La Pierre-Monde opère comme un talisman, un grigri prophétique capable de déboussoler les absolus. Apprendre à vivre dans l’énigme du monde — c’est ce que j’appelle la Pierre-Monde.
Pierre-Monde, au voisinage du poétonyme Éléné (“Le lieu du monde, nous dit Glissant, où les humanités se rencontreront enfin”). Elle nous permet de vivre et de penser en vigilance l’imaginaire de la mondialité.
Ni manifeste ni programme, la figure de Pierre-Monde mobilise l’esprit et la sensibilité autour du vœu, toujours maintenu, du Divers.
La Pierre-Monde est aussi incarnée par son auteur, “pierre vive”, qui éprouve à la fois, à partir de son lieu, l’exil intérieur et l’ouverture au reste du monde.
La poétique de Patrick Chamoiseau est aussi une politique. En écrivain, il a été, avec une cohorte de scientifiques, un acteur déterminant dans l’inscription de la Montagne Pelée au patrimoine mondial de l’humanité.
C’est que le volcan de la Pelée est la pierre fondamentale d’un éco-système et d’un peuple-nation. Le conteur créole, comme le rapporte Le vent du nord dans les fougères glacées, y forgea son langage.
Dans le nord du pays, sur les renforts de la montagne qui grimpe vers le ciel, là où sont ceux que Patrick Chamoiseau appelle « les grands mornes! ».
Un camaïeu de verts, y dit l’histoire : depuis le vert tendre des cannes de la servilité, au vert plus sombre des grands bois du marronnage.
Une géopoétique y est rattachée par d’autres écrivains, dont Lafcadio Hearn, Raphaël Tardon, Aimé Césaire — lequel se qualifiait volontiers de “peléen”, ou d’homme-volcan, ou encore d’Édouard Glissant.
C’est dire que la roche volcanique nous habite tous.
En final de conte, cette parole — à partir de l’œuvre de Patrick Chamoiseau — est là pour nous rassembler, autour de ce qu’il appelle la Pierre-Monde.
Pierre philosophale, s’il en est, qu’il nous faudrait relier à l’énigme de la littérature, à la matière littéraire, à l’image de sa réflexion dans son dernier livre :
Que peut littérature quand elle ne peut ?
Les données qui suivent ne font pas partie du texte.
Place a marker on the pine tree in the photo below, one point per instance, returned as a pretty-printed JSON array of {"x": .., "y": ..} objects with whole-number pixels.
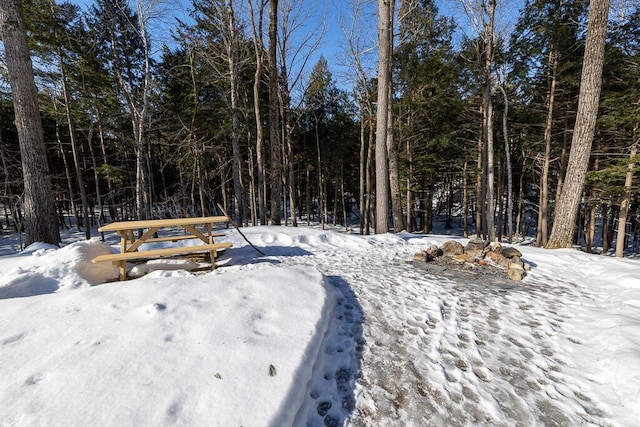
[
  {"x": 590, "y": 85},
  {"x": 40, "y": 217}
]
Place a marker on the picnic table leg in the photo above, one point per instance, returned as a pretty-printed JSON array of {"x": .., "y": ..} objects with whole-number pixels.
[
  {"x": 123, "y": 270},
  {"x": 123, "y": 248}
]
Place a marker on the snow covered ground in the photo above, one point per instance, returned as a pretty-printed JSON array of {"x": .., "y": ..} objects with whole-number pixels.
[{"x": 327, "y": 329}]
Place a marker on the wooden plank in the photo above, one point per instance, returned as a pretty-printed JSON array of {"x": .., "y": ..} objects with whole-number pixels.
[
  {"x": 157, "y": 253},
  {"x": 170, "y": 222},
  {"x": 135, "y": 245},
  {"x": 179, "y": 237}
]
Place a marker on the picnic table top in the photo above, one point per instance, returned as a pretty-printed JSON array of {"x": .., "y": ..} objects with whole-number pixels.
[{"x": 160, "y": 223}]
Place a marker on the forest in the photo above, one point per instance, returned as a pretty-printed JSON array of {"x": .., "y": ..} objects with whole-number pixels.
[{"x": 479, "y": 123}]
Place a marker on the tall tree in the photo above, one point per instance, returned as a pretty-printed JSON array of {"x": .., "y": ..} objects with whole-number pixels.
[
  {"x": 256, "y": 17},
  {"x": 274, "y": 115},
  {"x": 385, "y": 47},
  {"x": 40, "y": 214},
  {"x": 590, "y": 85}
]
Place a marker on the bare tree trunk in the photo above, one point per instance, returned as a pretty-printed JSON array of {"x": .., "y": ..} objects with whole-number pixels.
[
  {"x": 465, "y": 201},
  {"x": 590, "y": 85},
  {"x": 257, "y": 43},
  {"x": 385, "y": 38},
  {"x": 362, "y": 170},
  {"x": 321, "y": 205},
  {"x": 274, "y": 116},
  {"x": 233, "y": 45},
  {"x": 41, "y": 223},
  {"x": 507, "y": 157},
  {"x": 543, "y": 213},
  {"x": 392, "y": 156},
  {"x": 480, "y": 190},
  {"x": 369, "y": 179},
  {"x": 409, "y": 216},
  {"x": 488, "y": 122},
  {"x": 626, "y": 198}
]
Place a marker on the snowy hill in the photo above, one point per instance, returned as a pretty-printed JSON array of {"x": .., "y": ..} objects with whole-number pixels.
[{"x": 327, "y": 329}]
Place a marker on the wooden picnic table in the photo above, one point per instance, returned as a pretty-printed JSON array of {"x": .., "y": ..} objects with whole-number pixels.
[{"x": 130, "y": 245}]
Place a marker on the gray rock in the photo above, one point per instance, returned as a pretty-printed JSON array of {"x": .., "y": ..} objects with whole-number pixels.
[
  {"x": 516, "y": 272},
  {"x": 433, "y": 251},
  {"x": 421, "y": 256},
  {"x": 511, "y": 252},
  {"x": 452, "y": 248},
  {"x": 475, "y": 247}
]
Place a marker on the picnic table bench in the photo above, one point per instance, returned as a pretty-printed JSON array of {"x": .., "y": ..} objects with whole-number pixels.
[{"x": 130, "y": 245}]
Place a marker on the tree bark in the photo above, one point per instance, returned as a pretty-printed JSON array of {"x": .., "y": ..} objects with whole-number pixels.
[
  {"x": 542, "y": 231},
  {"x": 259, "y": 52},
  {"x": 40, "y": 220},
  {"x": 232, "y": 46},
  {"x": 507, "y": 157},
  {"x": 626, "y": 198},
  {"x": 588, "y": 102},
  {"x": 385, "y": 19},
  {"x": 488, "y": 124},
  {"x": 274, "y": 115}
]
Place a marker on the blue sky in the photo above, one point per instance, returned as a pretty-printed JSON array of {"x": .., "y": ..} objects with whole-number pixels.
[{"x": 332, "y": 15}]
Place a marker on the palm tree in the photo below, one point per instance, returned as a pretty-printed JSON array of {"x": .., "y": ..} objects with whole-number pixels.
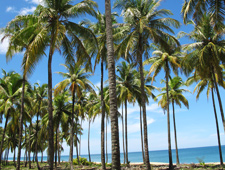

Oui, c’est un honneur qu’il soit parmi nous ce soir, avec tous les arts, tous les artistes de la création. Merci, merci à lui. Merci à vous. Merci.
NDLR : Nous avons fait de notre mieux afin de retranscrire le plus fidèlement que possible le discours de l’Auteur. Si des erreurs existent, nous nous en excusons auprès de vous et de lui.